John M. Vierling M.D. is Professor of Medicine and Surgery at the Baylor College of Medicine in Houston, Texas, where he also serves as Director of Baylor Liver Health and Chief of Hepatology. In addition, he is the Director of Advanced Liver Therapies, a center devoted to clinical research in hepatobiliary diseases at St. Luke's Episcopal Hospital. Dr. Vierling is board certified in internal medicine and gastroenterology and a Fellow of the American College of Physicians.
Dr. Schoenfield served as associate professor of medicine and consultant in gastroenterology on the faculty of the Mayo Clinic for seven years. He became a professor of medicine in residence at UCLA from 1972 to 1999 (now emeritus). He was the director of gastroenterology at Cedars-Sinai Medical Center in Los Angeles for 25 years, where he received the chief resident's teaching award, the president's award, and the pioneer of medicine award.
PBC is a chronic disease characterized by progressive inflammation and destruction of small bile ducts within the liver. The bile ducts transport bile from the liver to the intestine for the absorption of fat and elimination of waste products.
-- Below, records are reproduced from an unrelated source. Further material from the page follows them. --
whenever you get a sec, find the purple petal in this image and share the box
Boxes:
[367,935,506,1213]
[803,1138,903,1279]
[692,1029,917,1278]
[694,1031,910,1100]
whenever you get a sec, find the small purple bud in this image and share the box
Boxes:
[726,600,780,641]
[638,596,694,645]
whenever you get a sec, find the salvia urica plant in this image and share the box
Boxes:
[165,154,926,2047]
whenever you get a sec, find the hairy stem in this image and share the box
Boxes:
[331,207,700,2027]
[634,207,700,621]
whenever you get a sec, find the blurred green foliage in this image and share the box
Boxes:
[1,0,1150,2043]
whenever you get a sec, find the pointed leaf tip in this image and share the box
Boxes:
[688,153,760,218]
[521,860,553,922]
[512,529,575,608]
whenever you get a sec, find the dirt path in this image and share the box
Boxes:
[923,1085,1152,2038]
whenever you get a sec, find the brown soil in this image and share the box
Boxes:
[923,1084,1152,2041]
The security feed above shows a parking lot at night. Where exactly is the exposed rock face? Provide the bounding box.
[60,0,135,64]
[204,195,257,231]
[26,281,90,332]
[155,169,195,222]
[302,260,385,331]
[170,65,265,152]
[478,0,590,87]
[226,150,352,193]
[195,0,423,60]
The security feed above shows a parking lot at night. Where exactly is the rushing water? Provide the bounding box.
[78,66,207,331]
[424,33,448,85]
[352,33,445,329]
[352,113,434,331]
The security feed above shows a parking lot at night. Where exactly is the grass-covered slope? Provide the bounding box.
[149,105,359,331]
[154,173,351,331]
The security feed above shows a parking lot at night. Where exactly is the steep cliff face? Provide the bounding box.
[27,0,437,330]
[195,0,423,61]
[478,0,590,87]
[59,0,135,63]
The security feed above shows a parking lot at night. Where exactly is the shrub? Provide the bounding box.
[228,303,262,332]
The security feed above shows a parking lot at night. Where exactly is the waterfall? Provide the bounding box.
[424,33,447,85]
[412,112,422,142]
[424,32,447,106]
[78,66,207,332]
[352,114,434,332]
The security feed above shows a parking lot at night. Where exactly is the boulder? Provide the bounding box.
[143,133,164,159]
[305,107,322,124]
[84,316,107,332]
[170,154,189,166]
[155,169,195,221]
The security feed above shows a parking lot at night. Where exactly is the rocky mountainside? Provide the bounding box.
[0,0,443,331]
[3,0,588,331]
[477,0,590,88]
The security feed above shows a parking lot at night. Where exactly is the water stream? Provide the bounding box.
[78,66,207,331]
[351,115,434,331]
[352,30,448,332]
A disease of adults, PBC affects 10 women for every man. The number of adults with PBC is now estimated to be 25 to 335 per million women and 2.8 to 37 per million men, and is probably increasing.
The cause of PBC may involve autoimmunity, infection, or genetic predisposition, acting alone or in combination. The finding of autoantibodies called antimitochondrial antibodies (AMA) in 95-98% of patients with PBC favors the concept of an autoimmune disease occurring in genetically predisposed individuals.
The symptoms and physical findings in patients with PBC can be divided into those due to the PBC itself, the complications of cirrhosis in PBC, and the diseases associated with PBC.
The risk of developing PBC is significantly greater for people who have had other autoimmune diseases, smoked cigarettes, had a tonsillectomy as a child, or for women who have had urinary tract or vaginal infections.
The criteria for a definitive diagnosis of PBC include the presence of cholestatic liver blood tests, a positive AMA with a titer equal to or greater than 1:40, and a liver biopsy consistent with the diagnosis.
The natural history of untreated PBC extends for decades and goes through four phases. Sequentially, there is a pre-clinical phase with a positive AMA in the absence of liver blood test abnormalities or symptoms, an asymptomatic phase when liver tests become abnormal, a symptomatic phase, and an advanced phase with the complications of cirrhosis.
The outcome (prognosis) of individual patients can be estimated using a mathematical equation to calculate a Mayo risk score.
Pregnancy occurs infrequently in women with PBC, but most pregnant women with PBC have delivered normal babies. The chance that treatment with ursodeoxycholic acid during pregnancy will cause fetal harm is remote but possible.
Medications used to treat PBC itself include most commonly ursodeoxycholic acid (UDCA), rarely colchicine, and sometimes certain immunosuppressive medications, such as corticosteroids. The UDCA is the most effective and safe treatment.
Treatments are also available for the symptoms of PBC including itching, osteoporosis, elevated serum cholesterol and xanthomas, and malabsorption of fat and the fat-soluble vitamins A, D, E, and K.
PBC patients with advanced complications of cirrhosis, severe osteoporosis, or intractableitching are eligible for liver transplantation. The results of liver transplantation are excellent in patients with PBC.
The goal of research in PBC is to better understand the ways in which the inflammation that destroys small bile ducts and later produces cirrhosis is initiated and perpetuated. More research funding from both the public and private sectors is necessary to achieve results that lead to more effective therapies.